Bir an için Kürt siyasi hareketinin bu seçimdeki çatısı olacak olan Halkların Demokrasi Partisi’nin seçimde 5 milyona yakın oy alıp yüzde 10 ülke barajını geçeceğini varsayalım, yazının geri kalanını bu spekülasyon üzerine kuralım:
- Ülke barajını geçmesi, HDP’nin milletvekili sayısını bazı illerde dramatik biçimde arttıracaktır. Örneğin, 2011’de 11 milletvekili çıkarak Diyarbakır’da bağımsız adaylar 420 bin oy alıp 5 milletvekili çıkarabilmiş, Ak Parti ise 218 bin oy almasına rağmen 6 milletvekilliğini kazanmıştı. Bağımsız adayların partisi ülke barajını geçmiş olsaydı milletvekili dağılımı çok değişecek, HDP’nin milletvekili sayısı 7’ye çıkarken Ak Parti’ninki 3’e düşecek ve sürpriz biçimde 15 binden biraz fazla oy alan CHP de 1 milletvekili çıkaracaktı.
- Diyarbakır’da ansızın CHP’ye 1 milletvekili kazandıran durum, İstanbul’da farklı sonuçlar üretebilir. Seçim aritmetiğinin sürprizleri bunlar. Gelin 2011’de 30 milletvekili çıkaran İstanbul’un 1 numaralı seçim çevresine bakalım. Burada Ak Parti 1 milyon 400 bine yakın oyla 16 milletvekili çıkarmış, CHP 970 bin oyla 11, MHP 260 bin oyla 2 ve HDP de 133 bin oyla 1 milletvekili kazanmış. (HDP’nin barajı aşabilmesi için İstanbul’daki oylarını çok arttırması gerek, ben 2011’de bu partinin 198 bin oy aldığını varsayarak hesap yapacağım, siz başka bir varsayımla başka bir hesap yapabilirsiniz, bir engel yok.) HDP 2011’de barajı aşıp bu bölgede 198 bin oy almış olsaydı, Ak Parti milletvekili sayısı 16’dan 15’e, CHP 11’den 10’a düşüyordu. MHP 2’den 3’e, HDP ise 1’den ancak 2’ye yükseliyordu.
Meraklısı tek tek her il için bu hesabı yapabilir; hem d’Hont sisteminde milletvekili dağılımının nasıl olacağının hesabı kolay hem de 2011 seçim sonuçlarına il il ulaşmak mümkün.

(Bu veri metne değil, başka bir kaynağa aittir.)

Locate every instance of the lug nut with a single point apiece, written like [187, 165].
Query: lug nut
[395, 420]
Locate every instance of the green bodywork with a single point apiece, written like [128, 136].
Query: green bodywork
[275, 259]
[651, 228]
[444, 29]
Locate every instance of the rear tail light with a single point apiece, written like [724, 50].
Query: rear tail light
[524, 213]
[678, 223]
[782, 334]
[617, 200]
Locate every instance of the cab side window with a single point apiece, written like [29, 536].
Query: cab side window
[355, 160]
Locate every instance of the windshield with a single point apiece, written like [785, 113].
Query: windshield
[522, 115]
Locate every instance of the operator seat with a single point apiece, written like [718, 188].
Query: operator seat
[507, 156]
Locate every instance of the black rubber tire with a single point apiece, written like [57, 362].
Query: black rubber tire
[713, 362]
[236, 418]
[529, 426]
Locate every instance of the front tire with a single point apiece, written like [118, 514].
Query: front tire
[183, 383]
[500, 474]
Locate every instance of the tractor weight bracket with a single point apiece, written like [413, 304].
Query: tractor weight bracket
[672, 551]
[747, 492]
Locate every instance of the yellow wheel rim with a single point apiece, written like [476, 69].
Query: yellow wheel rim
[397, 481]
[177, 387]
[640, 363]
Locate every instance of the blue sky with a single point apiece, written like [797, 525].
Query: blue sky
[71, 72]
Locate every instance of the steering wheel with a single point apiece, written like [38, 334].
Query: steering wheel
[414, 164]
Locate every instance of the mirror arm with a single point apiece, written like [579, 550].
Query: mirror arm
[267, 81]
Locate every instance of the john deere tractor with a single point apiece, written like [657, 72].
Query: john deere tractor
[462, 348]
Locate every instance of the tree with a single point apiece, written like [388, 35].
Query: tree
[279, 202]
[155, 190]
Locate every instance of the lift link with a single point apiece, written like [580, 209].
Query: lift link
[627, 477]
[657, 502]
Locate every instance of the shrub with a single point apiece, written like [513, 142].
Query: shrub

Söylemek istediğim şu: HDP’nin ülke çapında yüzde 10 barajını aşması, milletvekili dağılımında, özellikle de çok sayıda milletvekili çıkaran seçim çevrelerinde bazı önemli değişikliklere yol açacak.
Ben hesabımı 2011 seçim sonuçlarına bakarak yaptım, unutmayın o seçimde Ak Parti oyların neredeyse yüzde 50’sini almıştı, bugün aynı başarıyı gösterip göstermeyeceğini bilmiyoruz.
Bildiğimiz tek şey var: Bu seçimin sonucu en merak edilen konusu HDP’nin barajı geçip geçemeyeceği. Ve eğer geçerse Türkiye’de sahiden çok şey değişecek!